Top 10 Foods: Past & Present – #1 Mac & Cheese

We’re kicking off our foodie blog series for 2012, and we thought we would start with… say it with us… ahhhhh comfort food. What better than good old Mac & cheese? So we did some research and it reads like a delicious history lesson.

Although the exact origin of macaroni & cheese is unknown (as most things are) the earliest recorded mac & cheese recipe is found in the oldest of medieval cookbooks: Liber de Coquina (Latin for “the book of cooking”) during the 14th century. You can bet they didn’t have uniform little noodles to work with. And, would they ever have done a blue cheese or gruyere option? But we digress…

The dish is most commonly thought to have descended from Italy and introduced to America by Thomas Jefferson. In 1793, after a trip to Italy where Jefferson first ate macaroni & cheese (then cut up lasagna noodles tossed with parmesan cheese, known as “de lasanis”), he loved the dish so much that he bought a pasta maker to bring back to America. (Maybe those secret talks with the French were actually just recipe sharing?) He then served the first “macaroni pie” in the White House for a state dinner in 1802.

Kraft Foods started boxing macaroni & cheese (affectionately know as “Kraft Dinner”) in 1937 during the tail end of the Great Depression. Considering this product could serve a family of four for just 19 cents, (and hey, they were on sale at the supermarket for 99 cents last week…that’s not exactly a huge price increase in 75 years) staples such as fresh meat and dairy were in short supply, rationing was in effect, and women needed to join the workforce: It’s no wonder Kraft sold 8 million boxes in the first year. Kraft had a low cost meal that was believed to provide a nutritious alternative to a meat dish. It was quick and easy, and it became a generational staple for kids and adults alike.

Today, packaged mac & cheese has evolved to choices such as organic, white cheddar, spiral, homestyle, dinner cups, smart vegetables, etc., but we must implore… TAKE BACK THE MAC! Explore it, make it healthier, add some gumption and enjoy.

We challenged this month’s sponsor chef, Doug Fletcher (see bio below) to give us a WOW recipe that will not only please the kids, but make it still worthy of White House attention.


Meet Doug Fletcher, your personal chef.

“I love that Capital acknowledges that the majority of meals cooked on their appliances may not be fancy dishes. Cooking for families is the majority of my business, and comfort food such as Mac & Cheese is a family pleaser. But, for an added twist, I offer an “adult” version of this dish, so perhaps a dinner party feature is in order?”

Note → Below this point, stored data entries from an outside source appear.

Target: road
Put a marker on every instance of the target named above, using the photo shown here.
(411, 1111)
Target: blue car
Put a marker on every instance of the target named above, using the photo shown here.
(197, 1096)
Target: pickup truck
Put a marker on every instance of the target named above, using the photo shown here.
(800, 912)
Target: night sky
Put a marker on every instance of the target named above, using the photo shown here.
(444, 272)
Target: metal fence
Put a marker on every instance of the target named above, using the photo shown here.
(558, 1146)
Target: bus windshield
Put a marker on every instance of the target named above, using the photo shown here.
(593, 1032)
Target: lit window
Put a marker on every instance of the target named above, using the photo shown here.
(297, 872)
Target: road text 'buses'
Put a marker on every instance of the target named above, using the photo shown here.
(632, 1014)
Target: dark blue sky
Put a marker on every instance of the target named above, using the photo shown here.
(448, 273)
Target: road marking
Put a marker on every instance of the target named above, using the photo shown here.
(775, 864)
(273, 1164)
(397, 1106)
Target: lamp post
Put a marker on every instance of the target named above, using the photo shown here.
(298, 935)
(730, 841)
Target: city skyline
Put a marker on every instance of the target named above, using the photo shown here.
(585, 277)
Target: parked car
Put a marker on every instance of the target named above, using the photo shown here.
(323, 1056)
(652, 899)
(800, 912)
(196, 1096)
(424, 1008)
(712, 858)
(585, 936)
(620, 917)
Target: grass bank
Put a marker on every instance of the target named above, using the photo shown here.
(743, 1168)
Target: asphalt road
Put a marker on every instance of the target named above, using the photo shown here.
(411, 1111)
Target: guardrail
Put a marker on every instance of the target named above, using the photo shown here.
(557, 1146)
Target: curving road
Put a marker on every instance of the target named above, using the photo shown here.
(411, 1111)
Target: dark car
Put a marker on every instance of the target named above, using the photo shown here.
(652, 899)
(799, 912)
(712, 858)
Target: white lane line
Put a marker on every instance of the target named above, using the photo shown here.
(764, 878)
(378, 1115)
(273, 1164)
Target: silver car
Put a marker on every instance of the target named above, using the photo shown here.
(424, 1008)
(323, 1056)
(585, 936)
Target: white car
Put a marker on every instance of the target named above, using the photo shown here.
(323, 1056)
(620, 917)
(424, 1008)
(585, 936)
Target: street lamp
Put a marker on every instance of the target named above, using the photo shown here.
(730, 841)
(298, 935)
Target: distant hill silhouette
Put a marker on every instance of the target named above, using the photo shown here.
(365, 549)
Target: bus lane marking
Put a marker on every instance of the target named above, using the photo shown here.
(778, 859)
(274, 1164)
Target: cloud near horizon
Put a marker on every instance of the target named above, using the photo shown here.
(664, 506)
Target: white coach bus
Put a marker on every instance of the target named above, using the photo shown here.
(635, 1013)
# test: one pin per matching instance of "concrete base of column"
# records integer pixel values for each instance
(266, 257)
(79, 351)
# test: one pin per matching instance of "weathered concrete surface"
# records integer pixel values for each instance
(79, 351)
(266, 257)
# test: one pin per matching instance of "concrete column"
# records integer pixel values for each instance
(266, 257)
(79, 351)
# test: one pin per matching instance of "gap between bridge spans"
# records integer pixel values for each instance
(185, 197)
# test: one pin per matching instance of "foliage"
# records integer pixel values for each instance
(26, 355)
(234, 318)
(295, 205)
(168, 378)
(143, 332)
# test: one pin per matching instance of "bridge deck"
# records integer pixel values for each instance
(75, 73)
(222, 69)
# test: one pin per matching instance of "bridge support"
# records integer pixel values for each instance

Doug Fletcher, from Got It Made personal chef services provides fresh, interesting food for a variety of situations – healthy home meal replacements for busy families, intimate dinner parties to celebrate special occasions, larger parties with friends and family, corporate events or any other special occasions in the Southwestern Ontario region. Doug can be reached at 905.977.8919 or email him for further information.

As Doug says… enjoy the small times and eat well.

ADULT MAC & BLUE CHEESE courtesy of Doug


  • 4 ounces thick-sliced bacon
  • Vegetable oil
  • Salt
  • 2 cups elbow macaroni
  • 1 1/2 cups whole milk
  • 2 tablespoons unsalted butter
  • 2 tablespoons all-purpose flour
  • 5 ounces extra-sharp Cheddar, grated
  • 2 ounces blue cheese crumbled
  • 2 ounces grated parmesan cheese
  • 1/4 teaspoon freshly ground black pepper
  • Pinch fresh grated nutmeg


  1. Preheat the oven to 400 degrees F and start boiling a pot of water to cook your macaroni in. Cook bacon until crispy. Set aside to cool. Crumble when cooled.
  2. Drizzle oil into a large pot of boiling salted water. Add the macaroni and cook according to the directions on the package, 6 to 8 minutes. Drain well.
  3. Heat the milk in a small saucepan, do not boil it. Melt the butter in a medium pot and add the flour. Cook over low heat for 2 minutes, stirring with a whisk. While whisking, add the hot milk and cook for a minute or 2 more, until thickened and smooth.
  4. Off the heat, add Cheddar and blue cheese, 1 teaspoon salt, pepper, and nutmeg. Add the cooked macaroni and crumbled bacon and stir well. Pour into dish.
  5. Sprinkle parmesan cheese on the top of the pasta. Bake for 20 minutes, or until the sauce is bubbly and the macaroni is browned on the top. Serve.